Fix your leaks first: Environment Agency rejects Thames Water’s drought plan
Thames Water will have to plug millions of leaks before it is allowed to scoop up water from the River Thames to tackle droughts when they arise.
The Environment Agency has told the UK’s largest water supplier it will have to repair its creaking infrastructure and tackle the loss of some 630m litres of water per day before it can resort to other measures.
The company published a range of ideas for tackling climate crisis-induced droughts across London and South East England in its draft water resources plans.
Its proposals also include new reservoirs, alongside controversial concepts such as ‘water recycling’ – which Thames Water considers the cheapest and quickest solution.
This involves abstracting 75m litres of water a day from the River Thames at Teddington, west London, and replacing it with treated sewage from the nearby Mogden sewage treatment works.
However, in a damning analysis of the company’s plans, the Environment Agency said Thames Water needs to reassess its plans and ordered the water supplier to sort out its leak issues.
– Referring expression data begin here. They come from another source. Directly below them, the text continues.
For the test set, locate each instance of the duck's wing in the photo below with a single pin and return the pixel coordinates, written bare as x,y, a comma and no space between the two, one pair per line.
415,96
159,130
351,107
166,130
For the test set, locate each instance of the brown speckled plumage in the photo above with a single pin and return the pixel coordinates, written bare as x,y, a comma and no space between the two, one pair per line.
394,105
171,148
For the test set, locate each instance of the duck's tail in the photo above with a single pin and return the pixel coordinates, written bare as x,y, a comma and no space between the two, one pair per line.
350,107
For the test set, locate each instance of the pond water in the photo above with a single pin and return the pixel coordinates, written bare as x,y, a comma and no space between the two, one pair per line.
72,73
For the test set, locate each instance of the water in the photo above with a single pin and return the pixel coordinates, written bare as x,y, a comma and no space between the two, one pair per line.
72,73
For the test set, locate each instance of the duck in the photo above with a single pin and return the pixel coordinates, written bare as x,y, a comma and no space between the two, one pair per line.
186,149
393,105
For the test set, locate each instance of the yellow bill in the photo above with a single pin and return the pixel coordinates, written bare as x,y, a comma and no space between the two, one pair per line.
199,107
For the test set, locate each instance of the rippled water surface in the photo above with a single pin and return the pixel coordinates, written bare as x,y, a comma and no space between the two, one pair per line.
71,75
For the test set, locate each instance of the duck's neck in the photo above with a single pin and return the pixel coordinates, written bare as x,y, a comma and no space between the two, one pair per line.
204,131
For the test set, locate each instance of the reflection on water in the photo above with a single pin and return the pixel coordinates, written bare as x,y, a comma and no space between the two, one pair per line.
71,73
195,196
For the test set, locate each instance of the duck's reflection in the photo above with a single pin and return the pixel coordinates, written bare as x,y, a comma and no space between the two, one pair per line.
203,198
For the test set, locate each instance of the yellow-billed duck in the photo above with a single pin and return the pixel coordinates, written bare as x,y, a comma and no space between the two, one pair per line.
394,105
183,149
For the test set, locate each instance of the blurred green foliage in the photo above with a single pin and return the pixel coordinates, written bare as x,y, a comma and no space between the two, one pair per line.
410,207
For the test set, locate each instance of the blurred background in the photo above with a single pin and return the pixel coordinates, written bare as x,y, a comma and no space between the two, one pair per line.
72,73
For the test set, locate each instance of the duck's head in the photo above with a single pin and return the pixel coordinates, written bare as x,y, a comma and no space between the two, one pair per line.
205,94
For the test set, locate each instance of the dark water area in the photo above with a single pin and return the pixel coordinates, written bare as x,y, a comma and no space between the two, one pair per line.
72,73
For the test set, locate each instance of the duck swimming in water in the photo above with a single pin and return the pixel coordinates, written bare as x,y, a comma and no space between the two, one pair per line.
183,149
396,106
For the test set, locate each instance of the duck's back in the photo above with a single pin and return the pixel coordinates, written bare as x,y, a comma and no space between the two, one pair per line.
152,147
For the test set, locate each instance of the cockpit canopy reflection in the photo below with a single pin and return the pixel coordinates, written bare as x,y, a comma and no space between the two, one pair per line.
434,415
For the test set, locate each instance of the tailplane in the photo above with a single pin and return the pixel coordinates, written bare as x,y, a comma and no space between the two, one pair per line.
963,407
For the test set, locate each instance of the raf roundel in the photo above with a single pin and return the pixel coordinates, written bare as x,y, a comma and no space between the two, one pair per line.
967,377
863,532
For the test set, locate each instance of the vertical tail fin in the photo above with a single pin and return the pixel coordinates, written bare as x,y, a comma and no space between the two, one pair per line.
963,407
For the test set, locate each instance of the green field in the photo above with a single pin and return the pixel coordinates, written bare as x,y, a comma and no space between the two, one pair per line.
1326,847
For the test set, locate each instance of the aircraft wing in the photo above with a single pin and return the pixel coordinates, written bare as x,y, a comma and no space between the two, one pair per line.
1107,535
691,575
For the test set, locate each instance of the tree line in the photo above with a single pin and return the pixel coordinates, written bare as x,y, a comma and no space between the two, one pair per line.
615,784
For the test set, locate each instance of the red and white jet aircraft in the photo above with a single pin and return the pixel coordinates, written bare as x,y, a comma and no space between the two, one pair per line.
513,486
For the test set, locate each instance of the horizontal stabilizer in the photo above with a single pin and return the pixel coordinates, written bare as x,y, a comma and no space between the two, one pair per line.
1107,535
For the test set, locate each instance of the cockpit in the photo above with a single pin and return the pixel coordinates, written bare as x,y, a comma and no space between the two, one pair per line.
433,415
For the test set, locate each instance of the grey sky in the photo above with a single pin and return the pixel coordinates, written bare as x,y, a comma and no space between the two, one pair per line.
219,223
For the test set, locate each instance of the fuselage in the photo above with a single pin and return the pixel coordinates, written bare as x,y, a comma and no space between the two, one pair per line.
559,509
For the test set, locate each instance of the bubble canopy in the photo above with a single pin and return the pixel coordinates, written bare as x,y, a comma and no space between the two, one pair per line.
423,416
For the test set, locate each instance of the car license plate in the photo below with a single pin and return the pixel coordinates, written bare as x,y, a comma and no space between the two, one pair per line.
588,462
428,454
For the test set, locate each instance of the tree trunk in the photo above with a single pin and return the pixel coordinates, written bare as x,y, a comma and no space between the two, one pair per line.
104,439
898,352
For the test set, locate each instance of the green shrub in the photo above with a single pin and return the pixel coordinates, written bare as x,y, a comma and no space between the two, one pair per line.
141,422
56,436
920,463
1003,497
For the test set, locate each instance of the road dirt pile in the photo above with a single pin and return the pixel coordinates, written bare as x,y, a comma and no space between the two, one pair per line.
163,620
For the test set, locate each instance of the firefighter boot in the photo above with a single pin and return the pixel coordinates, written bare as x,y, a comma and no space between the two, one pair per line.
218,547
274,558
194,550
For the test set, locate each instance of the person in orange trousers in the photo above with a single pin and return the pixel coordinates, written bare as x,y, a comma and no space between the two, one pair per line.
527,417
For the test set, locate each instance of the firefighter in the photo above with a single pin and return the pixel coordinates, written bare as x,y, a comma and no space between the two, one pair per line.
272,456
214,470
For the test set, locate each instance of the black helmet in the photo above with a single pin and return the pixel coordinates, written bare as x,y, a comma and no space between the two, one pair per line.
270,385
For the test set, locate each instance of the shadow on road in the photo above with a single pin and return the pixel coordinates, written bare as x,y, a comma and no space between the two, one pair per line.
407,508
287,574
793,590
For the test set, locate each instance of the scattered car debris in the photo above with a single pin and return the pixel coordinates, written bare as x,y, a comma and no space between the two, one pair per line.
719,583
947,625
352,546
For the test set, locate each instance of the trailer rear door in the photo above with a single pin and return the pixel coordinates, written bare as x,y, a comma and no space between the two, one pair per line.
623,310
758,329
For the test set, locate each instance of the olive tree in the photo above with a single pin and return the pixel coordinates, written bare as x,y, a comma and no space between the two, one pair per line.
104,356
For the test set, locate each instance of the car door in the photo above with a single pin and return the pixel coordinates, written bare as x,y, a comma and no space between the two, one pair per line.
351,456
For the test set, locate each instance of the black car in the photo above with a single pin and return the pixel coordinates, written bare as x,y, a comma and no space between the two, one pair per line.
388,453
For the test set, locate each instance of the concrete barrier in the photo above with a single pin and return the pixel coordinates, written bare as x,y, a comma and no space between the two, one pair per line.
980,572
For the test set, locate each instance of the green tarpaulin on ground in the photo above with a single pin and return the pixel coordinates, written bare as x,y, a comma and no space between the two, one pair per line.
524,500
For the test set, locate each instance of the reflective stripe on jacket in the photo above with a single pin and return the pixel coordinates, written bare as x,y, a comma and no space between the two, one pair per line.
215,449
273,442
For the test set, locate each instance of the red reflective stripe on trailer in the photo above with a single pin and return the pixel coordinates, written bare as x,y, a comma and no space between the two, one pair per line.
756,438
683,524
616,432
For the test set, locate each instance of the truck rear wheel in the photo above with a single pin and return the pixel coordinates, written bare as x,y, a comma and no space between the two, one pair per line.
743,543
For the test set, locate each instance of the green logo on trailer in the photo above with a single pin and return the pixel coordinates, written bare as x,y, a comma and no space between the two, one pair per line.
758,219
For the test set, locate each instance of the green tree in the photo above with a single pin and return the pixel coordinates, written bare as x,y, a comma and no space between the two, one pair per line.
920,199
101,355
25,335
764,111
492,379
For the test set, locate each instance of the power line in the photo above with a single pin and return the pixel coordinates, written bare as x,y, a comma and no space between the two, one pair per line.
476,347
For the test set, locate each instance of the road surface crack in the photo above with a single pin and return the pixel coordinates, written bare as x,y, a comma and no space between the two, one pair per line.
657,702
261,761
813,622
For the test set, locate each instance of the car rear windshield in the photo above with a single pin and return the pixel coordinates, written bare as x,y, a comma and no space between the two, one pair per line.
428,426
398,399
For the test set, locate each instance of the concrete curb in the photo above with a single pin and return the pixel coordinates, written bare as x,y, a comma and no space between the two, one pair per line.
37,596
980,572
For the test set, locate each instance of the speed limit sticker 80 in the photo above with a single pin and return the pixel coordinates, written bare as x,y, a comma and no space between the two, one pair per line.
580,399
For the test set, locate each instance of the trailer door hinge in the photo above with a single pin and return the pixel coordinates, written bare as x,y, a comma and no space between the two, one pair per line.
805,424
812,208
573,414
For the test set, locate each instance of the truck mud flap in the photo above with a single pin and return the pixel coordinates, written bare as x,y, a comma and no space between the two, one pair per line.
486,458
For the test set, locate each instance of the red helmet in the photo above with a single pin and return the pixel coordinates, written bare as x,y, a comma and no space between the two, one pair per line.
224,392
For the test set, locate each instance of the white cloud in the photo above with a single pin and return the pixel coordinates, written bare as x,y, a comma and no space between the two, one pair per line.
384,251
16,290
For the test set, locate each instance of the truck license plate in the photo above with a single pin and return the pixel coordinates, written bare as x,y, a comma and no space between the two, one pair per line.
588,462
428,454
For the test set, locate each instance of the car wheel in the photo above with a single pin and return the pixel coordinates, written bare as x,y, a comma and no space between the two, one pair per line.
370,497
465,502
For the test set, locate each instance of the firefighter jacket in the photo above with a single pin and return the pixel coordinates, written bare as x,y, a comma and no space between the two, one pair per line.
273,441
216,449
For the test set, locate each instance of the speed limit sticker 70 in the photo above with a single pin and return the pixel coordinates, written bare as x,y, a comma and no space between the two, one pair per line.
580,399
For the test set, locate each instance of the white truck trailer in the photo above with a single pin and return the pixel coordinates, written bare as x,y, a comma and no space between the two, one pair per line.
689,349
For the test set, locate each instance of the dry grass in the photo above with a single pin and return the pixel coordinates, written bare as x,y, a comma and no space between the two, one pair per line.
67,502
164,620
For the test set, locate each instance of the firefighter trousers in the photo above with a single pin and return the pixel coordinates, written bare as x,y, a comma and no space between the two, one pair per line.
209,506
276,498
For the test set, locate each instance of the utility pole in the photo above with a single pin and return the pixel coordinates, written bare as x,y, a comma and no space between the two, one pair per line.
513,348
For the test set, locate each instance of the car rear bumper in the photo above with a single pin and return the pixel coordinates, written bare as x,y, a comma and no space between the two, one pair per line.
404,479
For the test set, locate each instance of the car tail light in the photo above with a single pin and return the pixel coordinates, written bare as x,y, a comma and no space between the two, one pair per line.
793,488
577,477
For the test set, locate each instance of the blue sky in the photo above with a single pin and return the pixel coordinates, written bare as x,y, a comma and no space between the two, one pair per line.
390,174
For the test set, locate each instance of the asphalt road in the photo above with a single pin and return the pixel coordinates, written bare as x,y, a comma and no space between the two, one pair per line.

The report said: “Thames Water leaks more water than any other company. The company has struggled to maintain its planned level of leakage, especially over the past year. Given the size of the leakage issues faced by Thames Water, we expect the company to invest in new research and development to identify ways it could substantially reduce leakage further than the 50 per cent reduction target by 2050.”
The supplier enforced a hosepipe ban for millions of customers across England during last summer’s heatwave to deal with persistent droughts, which left customers in Northend, Buckinghamshire without running water.
An Environment Agency spokesperson told City A.M.: “We require further evidence that the direct river abstraction proposal put forward by Thames Water would not have adverse impacts on the environment, along with proof of its long-term viability in light of climate change.
“We urge Thames Water to produce this evidence as quickly as possible and develop alternative options to ensure that it can deliver a secure supply of water for its customers for the next 25 years and beyond.”
A Thames Water spokesperson said reducing leakage was “a priority” for the firm.
“We are repairing over 1,300 leaks per week – whether they are visible or hidden below ground across 20,000 miles of pipes across our network – that’s one leak every 7.5 minutes. We’re also working with our customers to reduce leakage from their water pipes, which make up a third of our total leakage,” the spokesperson said.
Last month, it was revealed that the company had brought in advisors to tackle its £14bn debt pile, and that it had also failed to meet its infrastructure investment targets last year.
The supplier also faces impending enforcement action following investigations by Ofwat and the Environment Agency for unauthorised sewage leaks, which will likely result in a financial penalty.